We don’t get to choose what we go through in life and what we are experiencing right now is the biggest case in point in our lifetimes.
The ultimate choice is how we go through it. Even if you’re heard or read it before–as you likely have–it is no less true.
Truth doesn’t expire but we often we need to be reminded of it. So here’s the big point:
We often don’t get to choose what we go through in life but we do get to choose how we go through it.
But what does it really mean? What would a successful choice about how to go through this challenge, any challenge, look like?
Let’s start with the problem of worry. There is a difference between worry and concern. Worry is a negative emotion that changes nothing except one’s mental well being. It focuses on how you feel about the problem.
Concern is a strategic and well informed consideration of what’s going on and what you can and can’t do to affect it. Concern focuses on what you do about the problem.
To respond well to crisis, move from worry to concern. Then take informed action.
While it is difficult to maintain a positive attitude in the face of great concern and suffering, it is good to remember that the opposite of a negative attitude is actually gratitude. Rarely are things so bad that you can’t find something to be thankful for. I’ve consistently used the “three good things” technique and recounted what those three things were that happened during the day as I retire for the night. Some days it takes a little longer to find them, but I’ve never been unable to identify at least three.
One of the biggest dangers of crisis or trouble is self-absorption.

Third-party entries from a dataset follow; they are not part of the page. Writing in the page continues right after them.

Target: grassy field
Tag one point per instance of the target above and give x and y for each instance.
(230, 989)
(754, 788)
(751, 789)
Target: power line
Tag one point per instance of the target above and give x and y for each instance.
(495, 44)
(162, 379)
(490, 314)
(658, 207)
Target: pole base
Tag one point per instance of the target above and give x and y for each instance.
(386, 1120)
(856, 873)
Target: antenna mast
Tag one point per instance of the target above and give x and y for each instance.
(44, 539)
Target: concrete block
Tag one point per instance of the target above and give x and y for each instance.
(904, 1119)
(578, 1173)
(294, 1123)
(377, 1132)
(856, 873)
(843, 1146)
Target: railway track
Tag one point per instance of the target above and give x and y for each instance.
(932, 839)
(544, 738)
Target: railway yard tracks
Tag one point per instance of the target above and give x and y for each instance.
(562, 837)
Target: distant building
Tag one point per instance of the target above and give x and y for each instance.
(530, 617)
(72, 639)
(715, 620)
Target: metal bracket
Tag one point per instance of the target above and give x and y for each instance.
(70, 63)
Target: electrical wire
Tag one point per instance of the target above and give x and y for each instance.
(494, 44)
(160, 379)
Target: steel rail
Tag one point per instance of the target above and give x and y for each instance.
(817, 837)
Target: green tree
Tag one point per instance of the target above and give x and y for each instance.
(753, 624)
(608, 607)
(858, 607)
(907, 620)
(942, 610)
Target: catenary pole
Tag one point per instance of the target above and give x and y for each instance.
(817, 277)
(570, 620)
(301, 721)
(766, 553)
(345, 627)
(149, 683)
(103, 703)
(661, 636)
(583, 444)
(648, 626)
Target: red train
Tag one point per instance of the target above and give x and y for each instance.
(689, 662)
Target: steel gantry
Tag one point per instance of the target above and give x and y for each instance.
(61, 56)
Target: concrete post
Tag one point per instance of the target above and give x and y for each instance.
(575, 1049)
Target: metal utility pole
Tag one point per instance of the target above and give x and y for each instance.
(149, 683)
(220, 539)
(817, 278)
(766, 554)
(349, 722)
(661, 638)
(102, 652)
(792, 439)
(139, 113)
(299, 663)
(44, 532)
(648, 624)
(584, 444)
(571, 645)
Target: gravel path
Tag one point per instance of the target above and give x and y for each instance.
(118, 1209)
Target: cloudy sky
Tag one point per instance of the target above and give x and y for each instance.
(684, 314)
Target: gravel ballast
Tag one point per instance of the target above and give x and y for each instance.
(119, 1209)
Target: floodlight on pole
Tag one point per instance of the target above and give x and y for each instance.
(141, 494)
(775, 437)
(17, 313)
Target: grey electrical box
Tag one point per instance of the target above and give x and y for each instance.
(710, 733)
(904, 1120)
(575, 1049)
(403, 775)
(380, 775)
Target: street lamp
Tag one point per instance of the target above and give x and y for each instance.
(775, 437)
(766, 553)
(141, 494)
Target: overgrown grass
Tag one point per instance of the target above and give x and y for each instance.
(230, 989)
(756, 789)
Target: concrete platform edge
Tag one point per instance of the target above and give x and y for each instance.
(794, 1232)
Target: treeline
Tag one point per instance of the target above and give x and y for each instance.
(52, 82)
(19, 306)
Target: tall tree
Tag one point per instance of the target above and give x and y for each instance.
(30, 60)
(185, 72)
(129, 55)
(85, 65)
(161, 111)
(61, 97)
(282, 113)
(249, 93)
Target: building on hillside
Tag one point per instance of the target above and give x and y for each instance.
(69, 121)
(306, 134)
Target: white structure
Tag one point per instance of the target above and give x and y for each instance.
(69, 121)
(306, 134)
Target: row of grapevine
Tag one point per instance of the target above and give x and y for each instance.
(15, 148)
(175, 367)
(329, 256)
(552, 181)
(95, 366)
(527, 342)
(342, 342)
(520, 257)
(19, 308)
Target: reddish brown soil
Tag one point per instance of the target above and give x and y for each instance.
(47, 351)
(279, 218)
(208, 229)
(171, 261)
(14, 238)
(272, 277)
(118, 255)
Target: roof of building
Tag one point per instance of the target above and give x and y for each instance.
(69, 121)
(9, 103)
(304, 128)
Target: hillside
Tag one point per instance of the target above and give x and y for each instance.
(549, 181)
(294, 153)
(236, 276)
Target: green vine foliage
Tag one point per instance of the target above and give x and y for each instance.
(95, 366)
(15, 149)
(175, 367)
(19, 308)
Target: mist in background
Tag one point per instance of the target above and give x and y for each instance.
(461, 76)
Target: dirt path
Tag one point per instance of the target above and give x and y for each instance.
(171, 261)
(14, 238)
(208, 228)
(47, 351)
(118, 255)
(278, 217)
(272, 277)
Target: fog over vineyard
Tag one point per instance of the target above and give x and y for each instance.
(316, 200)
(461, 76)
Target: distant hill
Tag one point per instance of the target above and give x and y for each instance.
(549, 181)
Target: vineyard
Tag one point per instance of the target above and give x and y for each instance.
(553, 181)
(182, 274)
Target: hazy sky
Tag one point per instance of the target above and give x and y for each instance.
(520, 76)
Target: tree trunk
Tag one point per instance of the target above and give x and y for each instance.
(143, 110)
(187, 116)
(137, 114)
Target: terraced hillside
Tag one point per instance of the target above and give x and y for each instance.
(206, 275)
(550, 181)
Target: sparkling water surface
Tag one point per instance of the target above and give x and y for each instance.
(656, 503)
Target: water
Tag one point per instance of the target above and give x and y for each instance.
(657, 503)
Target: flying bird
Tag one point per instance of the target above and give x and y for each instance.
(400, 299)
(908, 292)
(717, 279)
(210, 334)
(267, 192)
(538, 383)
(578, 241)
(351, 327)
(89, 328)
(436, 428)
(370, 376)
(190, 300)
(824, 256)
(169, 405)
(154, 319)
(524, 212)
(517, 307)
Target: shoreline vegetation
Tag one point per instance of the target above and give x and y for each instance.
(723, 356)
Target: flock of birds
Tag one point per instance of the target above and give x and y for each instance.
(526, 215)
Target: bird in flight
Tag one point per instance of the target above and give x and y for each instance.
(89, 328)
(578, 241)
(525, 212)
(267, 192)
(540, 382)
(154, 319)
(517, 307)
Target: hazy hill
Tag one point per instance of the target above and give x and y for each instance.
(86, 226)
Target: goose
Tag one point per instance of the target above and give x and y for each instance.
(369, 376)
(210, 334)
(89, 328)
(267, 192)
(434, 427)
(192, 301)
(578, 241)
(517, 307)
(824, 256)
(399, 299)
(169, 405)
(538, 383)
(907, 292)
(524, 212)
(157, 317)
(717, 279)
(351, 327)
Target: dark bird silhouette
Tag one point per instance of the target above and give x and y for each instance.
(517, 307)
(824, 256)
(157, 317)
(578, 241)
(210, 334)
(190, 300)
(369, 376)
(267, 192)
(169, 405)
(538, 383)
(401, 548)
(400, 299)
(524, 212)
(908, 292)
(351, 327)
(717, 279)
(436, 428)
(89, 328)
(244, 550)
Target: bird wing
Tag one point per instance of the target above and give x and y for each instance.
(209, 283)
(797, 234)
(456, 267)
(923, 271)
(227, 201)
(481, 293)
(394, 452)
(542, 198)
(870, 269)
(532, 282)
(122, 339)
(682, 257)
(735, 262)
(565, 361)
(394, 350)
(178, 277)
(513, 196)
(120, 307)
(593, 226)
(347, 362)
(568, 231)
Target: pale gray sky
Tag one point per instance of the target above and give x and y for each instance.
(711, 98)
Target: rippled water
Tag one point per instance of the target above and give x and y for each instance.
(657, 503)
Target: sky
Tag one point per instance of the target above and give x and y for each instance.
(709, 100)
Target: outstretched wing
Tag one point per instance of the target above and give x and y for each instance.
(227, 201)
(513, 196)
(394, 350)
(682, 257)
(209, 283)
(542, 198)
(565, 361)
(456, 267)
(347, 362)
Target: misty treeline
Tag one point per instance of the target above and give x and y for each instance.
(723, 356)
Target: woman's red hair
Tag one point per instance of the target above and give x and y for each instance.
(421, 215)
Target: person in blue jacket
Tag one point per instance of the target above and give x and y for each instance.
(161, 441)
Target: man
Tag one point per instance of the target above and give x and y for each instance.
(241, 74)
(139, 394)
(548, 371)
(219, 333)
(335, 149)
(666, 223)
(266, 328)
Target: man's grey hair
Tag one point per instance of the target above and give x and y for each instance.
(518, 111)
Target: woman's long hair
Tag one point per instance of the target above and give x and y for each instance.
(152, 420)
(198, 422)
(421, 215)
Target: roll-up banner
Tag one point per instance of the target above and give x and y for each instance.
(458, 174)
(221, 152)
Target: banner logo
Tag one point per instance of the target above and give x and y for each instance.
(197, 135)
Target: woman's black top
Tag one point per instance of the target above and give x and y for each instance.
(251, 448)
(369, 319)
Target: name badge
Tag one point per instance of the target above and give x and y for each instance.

It is natural to focus on our wants and needs. If we don’t who will? So how do we prevent an unhealthy preoccupation with ourselves and our needs?
The answer: focus on how you can help others meet their needs? Service small and large is the antidote to self-absorption.
This situation is a historic first. There is precedent about dealing with crisis, but not much about dealing with this kind of crisis. You and I are in the ultimate learning lab. Pay attention, note and write down what you learn as you go along. You can be exposed to a lesson and not learn it. Truly learning is remembering and using the lesson.
Relationships need even more care during times of crisis. With new found time due to restrictions of movement, what are you doing to nurture the important relationships of your life?
While you might not be able to operate your business right now, you can think about your business. You can strategize, prioritize and likely recalibrate based on what the future looks like.
How will you stay healthy? Could you divert time spent away to improving both your physical fitness and diet? Many Americans are sleep deprived. Now is the opportunity and more and better sleep. If you aren’t healthy, you’ll have neither the physical nor emotional energy to respond well.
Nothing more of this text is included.